Tuesday, March 14, 2006

Proper tail recursion and space efficiency

I just read through Will Clinger's Proper Tail Recursion and Space Efficiency. I'd been scared of it for a few years because I had the impression it was a very technical and subtle paper. There are perhaps a few subtleties but I actually found it very clear and well-written. Here are some interesting points made in the paper:

1. Proper tail recursion is a property of the asymptotic space complexity of a language's runtime behavior. That is, in improperly tail recursive languages, control can consume unbounded amounts of space for programs that, when run in properly tail recursive languages, only require a constant amount of space.

2. In order to measure the space complexity of a language, you have to measure the entire system, not just, say, the stack. Otherwise, someone could always cheat and hide away its representation of the stack in the heap to make it look like the control is more space-efficient than it really is.

3. But when you measure everything including the heap, you have to deal with the fact that the language doesn't ever explicitly deallocate storage. This means that you have to add garbage collection into your model or else the model always increases its space usage unrealistically.

4. Proper tail recursion is totally natural in the lambda calculus. An application is always replaced by the body of the applied function, regardless of whether it's a tail call. It's just languages with that freaky return construct that accidentally make the mistake of leaving around residue of the application expression until it's completed evaluating. In order to model improper tail calls in Scheme, Will actually has to add a silly return context frame, whose sole purpose is to degrade the space efficiency of the language.

5. By leaving the expression language the same but changing the definition of the runtime system (in this case, the set of context frames), you can compare apples to apples and look at the same space consumption of the exact same program in one system or another, assuming the systems always produce the same results from the programs. Then we can actually construct space complexity classes to classify the different systems.

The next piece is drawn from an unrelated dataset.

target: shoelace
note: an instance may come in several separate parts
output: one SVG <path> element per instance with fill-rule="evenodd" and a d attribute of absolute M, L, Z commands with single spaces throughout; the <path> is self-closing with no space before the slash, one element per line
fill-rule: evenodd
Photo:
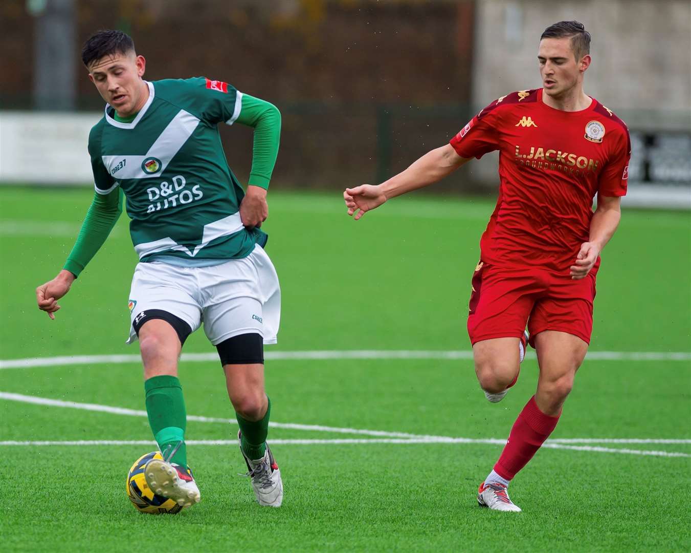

Sam Tobin-Hochstadt said...

On your first point, I note that two languages could be in different space complexity classes, even if no program consumes constant space in one and unbounded space in another. There would just have to be some program where they both consumed unbounded space, but one nonetheless consumed asymptotically more.

However, I can't think of a runtime system that would have this property.

Sam Tobin-Hochstadt said...

To record for posterity the answer to my question (due to Dave):

Evaluator 1: normal, non-proper-tail-calling evaluator.

Evaluator 2: Like evaluator 1, but pushes n frames at every tail call (where n is the height of the stack at that point).

There is no program in which one uses a bounded amount of space, and the other an unbounded amount, since to have a non-bounded difference, you need a program that makes an unbounded number of tail calls, which would cause both to consume an unbounded amount of space. But the trivial infinite loop consumes O(n) space after n iterations in the first one, and O(n^2) space in the second.

MarkM said...

I can't follow your link to Clinger's paper, but did find it here.